This repository contains proof-of-concept (PoC) exploits and research for various CVEs and vulnerabilities, primarily for educational and security testing purposes. Each folder contains a specific exploit, script, or research artifact related to a particular vulnerability.
| Vulnerability Description | CVE ID | PoC Location/Link |
|---|---|---|
| Ivanti Endpoint Manager XXE | CVE-2024-37397 | CVE 2024-37397 |
| Ivanti Avalanche XXE | CVE-2024-38653 | CVE 2024-38653 |
| CrushFTP SSTI | CVE-2024-4040 | CVE 2024-4040 |
| HPE Insights Remote Support XXE | CVE-2024-53675 | CVE 2024-53675 |
| HPE Insights Remote Support RCE (Theoretical) | CVE-2024-53676 | CVE-2024-53676 |
| Sante PACS Stack Buffer Overflow (DoS) | CVE-2025-2263 | CVE-2025-2263 |
| CrushFTP Authentication Bypass | CVE-2025-2825 | CVE-2025-2825 |
For details on each exploit, see the respective folder and its README.

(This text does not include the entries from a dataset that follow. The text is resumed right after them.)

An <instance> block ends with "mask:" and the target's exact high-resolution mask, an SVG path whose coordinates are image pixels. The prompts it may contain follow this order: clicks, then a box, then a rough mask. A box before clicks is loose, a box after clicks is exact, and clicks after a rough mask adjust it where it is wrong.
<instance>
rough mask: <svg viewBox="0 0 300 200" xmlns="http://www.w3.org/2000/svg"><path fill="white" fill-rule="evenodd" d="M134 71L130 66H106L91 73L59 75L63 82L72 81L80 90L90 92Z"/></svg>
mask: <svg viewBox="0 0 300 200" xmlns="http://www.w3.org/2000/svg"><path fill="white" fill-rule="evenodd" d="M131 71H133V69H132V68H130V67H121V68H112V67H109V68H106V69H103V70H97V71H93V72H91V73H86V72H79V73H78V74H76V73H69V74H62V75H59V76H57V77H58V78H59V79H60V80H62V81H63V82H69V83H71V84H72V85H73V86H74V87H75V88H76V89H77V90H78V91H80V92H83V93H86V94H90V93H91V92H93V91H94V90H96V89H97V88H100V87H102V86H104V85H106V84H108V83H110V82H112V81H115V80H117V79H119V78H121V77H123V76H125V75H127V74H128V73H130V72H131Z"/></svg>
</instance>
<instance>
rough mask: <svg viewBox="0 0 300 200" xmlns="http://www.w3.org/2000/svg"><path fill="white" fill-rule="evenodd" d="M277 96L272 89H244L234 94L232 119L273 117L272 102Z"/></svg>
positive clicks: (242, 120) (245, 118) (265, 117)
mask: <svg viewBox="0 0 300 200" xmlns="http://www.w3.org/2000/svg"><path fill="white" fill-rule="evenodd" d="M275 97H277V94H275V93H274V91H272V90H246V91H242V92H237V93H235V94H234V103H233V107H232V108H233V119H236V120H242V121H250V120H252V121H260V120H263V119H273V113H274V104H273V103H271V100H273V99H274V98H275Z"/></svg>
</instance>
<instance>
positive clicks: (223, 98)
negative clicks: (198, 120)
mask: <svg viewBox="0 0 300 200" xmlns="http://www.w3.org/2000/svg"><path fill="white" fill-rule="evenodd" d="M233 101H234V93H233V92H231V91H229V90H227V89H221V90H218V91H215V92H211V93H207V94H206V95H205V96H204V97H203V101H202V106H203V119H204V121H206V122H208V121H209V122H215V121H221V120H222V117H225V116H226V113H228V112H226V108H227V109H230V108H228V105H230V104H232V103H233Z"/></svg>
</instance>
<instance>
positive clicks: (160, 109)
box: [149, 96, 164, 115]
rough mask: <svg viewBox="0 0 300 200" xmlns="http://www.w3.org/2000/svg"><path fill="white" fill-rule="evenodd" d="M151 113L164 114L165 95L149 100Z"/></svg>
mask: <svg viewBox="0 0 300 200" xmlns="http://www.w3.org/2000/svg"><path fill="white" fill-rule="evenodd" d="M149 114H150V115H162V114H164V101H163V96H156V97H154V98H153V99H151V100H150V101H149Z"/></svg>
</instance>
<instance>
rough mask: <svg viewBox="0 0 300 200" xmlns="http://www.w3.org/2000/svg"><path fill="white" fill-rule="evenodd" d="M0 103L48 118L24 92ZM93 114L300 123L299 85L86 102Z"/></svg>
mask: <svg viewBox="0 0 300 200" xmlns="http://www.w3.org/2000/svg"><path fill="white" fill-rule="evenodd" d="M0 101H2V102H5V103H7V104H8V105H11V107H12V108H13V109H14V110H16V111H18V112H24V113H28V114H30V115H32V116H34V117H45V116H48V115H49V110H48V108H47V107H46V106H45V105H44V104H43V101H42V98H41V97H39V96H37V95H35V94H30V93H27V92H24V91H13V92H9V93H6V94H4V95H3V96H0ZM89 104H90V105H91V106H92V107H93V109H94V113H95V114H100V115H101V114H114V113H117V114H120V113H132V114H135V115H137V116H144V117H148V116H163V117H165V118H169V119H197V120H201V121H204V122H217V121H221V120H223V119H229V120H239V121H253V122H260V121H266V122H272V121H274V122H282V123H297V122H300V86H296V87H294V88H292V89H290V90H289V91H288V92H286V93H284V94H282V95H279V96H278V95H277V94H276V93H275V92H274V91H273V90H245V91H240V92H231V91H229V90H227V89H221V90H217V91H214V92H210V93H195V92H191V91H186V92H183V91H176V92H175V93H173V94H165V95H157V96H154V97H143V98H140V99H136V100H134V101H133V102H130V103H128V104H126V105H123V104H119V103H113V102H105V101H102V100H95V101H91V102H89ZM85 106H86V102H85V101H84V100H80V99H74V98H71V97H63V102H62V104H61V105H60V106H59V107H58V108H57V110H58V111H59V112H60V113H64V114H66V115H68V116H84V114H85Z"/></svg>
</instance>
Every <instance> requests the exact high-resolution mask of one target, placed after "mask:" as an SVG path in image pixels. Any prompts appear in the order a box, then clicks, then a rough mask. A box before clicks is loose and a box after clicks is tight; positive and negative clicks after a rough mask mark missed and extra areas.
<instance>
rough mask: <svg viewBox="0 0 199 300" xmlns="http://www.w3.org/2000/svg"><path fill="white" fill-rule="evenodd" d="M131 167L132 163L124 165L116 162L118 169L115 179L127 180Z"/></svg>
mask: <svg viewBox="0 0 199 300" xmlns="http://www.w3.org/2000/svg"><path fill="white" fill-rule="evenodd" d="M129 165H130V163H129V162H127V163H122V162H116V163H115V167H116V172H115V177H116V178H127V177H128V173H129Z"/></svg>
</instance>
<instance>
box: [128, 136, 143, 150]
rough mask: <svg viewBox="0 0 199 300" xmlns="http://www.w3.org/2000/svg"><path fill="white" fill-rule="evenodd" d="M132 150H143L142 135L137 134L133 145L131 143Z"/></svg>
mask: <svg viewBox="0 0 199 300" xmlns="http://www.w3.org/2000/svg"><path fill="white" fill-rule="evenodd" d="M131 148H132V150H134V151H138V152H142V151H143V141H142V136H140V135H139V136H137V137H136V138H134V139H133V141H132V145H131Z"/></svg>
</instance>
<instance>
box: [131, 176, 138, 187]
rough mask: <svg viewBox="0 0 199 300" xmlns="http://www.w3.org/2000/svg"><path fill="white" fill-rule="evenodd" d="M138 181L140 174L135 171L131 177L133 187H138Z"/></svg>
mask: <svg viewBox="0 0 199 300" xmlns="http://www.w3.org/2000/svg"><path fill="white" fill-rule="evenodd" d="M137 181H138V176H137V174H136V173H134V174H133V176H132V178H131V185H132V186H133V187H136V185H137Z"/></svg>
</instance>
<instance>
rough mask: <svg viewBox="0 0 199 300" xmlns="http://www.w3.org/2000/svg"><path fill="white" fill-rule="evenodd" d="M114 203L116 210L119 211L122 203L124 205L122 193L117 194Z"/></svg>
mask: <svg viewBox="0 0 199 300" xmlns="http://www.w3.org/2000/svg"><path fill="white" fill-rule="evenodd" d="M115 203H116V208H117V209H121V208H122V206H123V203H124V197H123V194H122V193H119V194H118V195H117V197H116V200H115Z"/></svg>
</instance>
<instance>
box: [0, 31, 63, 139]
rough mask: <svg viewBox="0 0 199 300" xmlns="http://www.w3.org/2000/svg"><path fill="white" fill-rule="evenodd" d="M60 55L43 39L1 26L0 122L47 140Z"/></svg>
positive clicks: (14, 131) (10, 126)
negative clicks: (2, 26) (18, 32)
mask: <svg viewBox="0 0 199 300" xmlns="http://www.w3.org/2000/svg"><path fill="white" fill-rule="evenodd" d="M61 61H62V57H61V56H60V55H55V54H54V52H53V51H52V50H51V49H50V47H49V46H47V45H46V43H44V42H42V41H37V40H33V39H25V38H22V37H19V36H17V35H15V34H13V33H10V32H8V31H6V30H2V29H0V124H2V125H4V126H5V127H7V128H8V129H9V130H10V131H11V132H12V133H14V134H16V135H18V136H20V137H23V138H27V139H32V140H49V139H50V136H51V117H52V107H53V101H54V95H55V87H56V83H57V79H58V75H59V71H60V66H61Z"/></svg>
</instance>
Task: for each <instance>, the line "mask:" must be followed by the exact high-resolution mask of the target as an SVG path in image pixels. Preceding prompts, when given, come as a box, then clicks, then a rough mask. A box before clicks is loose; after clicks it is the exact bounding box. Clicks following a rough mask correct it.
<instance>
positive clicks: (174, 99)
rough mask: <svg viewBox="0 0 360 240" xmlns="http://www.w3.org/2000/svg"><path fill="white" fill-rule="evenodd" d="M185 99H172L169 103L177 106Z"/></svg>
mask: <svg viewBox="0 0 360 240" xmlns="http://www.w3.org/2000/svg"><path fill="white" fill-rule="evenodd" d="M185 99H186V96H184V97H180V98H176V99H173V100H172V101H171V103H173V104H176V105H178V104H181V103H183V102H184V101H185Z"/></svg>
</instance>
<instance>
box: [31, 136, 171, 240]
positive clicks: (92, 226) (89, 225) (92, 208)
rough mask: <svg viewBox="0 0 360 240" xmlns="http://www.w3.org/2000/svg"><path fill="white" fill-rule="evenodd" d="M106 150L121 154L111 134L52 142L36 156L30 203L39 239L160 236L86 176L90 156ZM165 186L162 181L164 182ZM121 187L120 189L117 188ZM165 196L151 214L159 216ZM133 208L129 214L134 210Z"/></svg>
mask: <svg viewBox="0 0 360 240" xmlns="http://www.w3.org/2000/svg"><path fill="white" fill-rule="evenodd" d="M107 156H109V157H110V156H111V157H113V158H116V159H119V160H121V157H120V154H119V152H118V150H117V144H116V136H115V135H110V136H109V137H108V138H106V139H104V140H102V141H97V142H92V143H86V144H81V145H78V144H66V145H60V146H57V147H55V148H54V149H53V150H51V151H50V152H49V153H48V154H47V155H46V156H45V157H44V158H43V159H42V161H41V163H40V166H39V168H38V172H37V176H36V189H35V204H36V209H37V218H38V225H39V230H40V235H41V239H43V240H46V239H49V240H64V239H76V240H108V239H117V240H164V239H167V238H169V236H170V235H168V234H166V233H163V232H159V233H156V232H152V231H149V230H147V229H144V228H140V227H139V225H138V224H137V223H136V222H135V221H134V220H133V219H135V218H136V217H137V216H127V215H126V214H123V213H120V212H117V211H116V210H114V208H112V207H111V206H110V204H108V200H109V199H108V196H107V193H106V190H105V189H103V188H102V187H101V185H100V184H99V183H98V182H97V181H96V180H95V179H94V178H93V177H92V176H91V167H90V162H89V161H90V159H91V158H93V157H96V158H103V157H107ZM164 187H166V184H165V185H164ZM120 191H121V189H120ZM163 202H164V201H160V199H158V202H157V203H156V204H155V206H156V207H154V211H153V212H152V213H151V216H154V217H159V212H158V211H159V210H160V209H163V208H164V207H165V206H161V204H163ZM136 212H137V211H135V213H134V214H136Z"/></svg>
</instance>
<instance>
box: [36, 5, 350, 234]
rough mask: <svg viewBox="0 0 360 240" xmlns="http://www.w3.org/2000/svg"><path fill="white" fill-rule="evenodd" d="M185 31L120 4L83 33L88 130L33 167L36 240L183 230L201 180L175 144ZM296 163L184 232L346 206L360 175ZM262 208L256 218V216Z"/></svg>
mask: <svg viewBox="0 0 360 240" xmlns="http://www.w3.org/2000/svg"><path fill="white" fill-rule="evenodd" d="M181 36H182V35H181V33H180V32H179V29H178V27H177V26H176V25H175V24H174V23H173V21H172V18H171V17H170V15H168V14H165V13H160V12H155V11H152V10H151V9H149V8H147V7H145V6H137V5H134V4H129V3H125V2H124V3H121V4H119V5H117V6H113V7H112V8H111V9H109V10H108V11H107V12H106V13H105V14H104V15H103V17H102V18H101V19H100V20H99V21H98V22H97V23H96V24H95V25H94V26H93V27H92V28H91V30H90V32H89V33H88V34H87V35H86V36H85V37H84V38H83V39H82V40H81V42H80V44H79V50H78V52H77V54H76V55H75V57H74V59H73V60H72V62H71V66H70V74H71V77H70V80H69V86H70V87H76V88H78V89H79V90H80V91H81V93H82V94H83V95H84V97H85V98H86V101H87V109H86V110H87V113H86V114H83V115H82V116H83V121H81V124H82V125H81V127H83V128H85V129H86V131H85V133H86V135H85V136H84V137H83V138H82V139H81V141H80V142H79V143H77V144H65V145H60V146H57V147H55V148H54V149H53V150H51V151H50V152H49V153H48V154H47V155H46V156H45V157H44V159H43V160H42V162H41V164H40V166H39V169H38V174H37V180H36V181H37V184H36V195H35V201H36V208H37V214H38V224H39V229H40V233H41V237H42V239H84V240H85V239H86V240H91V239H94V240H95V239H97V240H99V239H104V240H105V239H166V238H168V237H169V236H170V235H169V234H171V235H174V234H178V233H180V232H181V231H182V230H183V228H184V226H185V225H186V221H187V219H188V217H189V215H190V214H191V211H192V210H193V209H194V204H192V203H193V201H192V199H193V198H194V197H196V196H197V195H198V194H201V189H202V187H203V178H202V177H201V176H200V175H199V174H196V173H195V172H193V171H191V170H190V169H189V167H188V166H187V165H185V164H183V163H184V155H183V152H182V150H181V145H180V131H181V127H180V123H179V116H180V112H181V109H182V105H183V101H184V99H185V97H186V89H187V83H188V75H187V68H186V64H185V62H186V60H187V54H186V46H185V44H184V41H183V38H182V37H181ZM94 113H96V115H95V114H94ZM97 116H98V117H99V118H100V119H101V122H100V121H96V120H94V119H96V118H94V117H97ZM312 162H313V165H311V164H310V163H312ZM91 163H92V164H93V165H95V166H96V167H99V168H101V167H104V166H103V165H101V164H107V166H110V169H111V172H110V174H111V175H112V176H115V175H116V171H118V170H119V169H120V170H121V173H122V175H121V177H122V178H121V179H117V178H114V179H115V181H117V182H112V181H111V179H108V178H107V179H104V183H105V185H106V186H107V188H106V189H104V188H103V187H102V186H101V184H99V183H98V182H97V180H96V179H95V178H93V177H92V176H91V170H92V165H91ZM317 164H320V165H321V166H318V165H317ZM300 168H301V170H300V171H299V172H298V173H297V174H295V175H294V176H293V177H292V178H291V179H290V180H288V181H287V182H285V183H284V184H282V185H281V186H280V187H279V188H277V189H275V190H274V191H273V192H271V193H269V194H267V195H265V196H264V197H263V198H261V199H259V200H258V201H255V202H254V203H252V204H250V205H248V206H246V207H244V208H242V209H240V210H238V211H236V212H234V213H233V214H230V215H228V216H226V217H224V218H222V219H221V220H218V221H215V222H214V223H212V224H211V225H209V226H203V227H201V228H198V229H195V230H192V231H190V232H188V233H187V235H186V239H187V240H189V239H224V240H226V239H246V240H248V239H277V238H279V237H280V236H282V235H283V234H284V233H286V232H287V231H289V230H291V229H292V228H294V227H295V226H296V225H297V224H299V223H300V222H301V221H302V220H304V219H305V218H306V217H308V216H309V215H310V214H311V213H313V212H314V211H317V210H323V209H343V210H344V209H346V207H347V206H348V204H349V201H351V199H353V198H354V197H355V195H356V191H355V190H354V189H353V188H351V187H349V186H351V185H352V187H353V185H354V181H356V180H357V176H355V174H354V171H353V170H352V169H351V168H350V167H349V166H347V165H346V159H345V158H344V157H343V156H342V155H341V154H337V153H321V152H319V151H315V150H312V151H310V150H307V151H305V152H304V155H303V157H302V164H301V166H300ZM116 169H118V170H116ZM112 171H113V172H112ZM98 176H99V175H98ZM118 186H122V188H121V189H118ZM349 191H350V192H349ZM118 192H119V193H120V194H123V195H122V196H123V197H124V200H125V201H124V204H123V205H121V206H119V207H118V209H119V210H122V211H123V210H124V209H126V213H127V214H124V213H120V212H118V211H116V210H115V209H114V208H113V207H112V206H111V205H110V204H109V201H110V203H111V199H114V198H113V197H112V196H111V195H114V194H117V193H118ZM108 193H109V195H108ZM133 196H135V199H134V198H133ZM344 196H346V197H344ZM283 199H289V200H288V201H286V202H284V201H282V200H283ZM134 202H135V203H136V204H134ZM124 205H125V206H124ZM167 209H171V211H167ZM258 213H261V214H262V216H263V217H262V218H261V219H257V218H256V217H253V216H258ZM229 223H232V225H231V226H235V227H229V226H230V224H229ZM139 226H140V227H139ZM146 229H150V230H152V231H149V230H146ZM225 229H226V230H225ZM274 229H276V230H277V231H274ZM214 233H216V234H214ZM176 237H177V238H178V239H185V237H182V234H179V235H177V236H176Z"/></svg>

A stack buffer overflow in Sante PACS (version < 4.2.0) that can be triggered by sending a specially crafted encrypted username, leading to denial of service. Full technical details and writeup are available at:
All code and exploits in this repository are provided for educational and authorized security testing purposes only. The authors and contributors do not accept any liability for misuse or damage caused by the use of these materials. Use responsibly and only on systems you have explicit permission to test.
The code in this repository is licensed under the Apache License.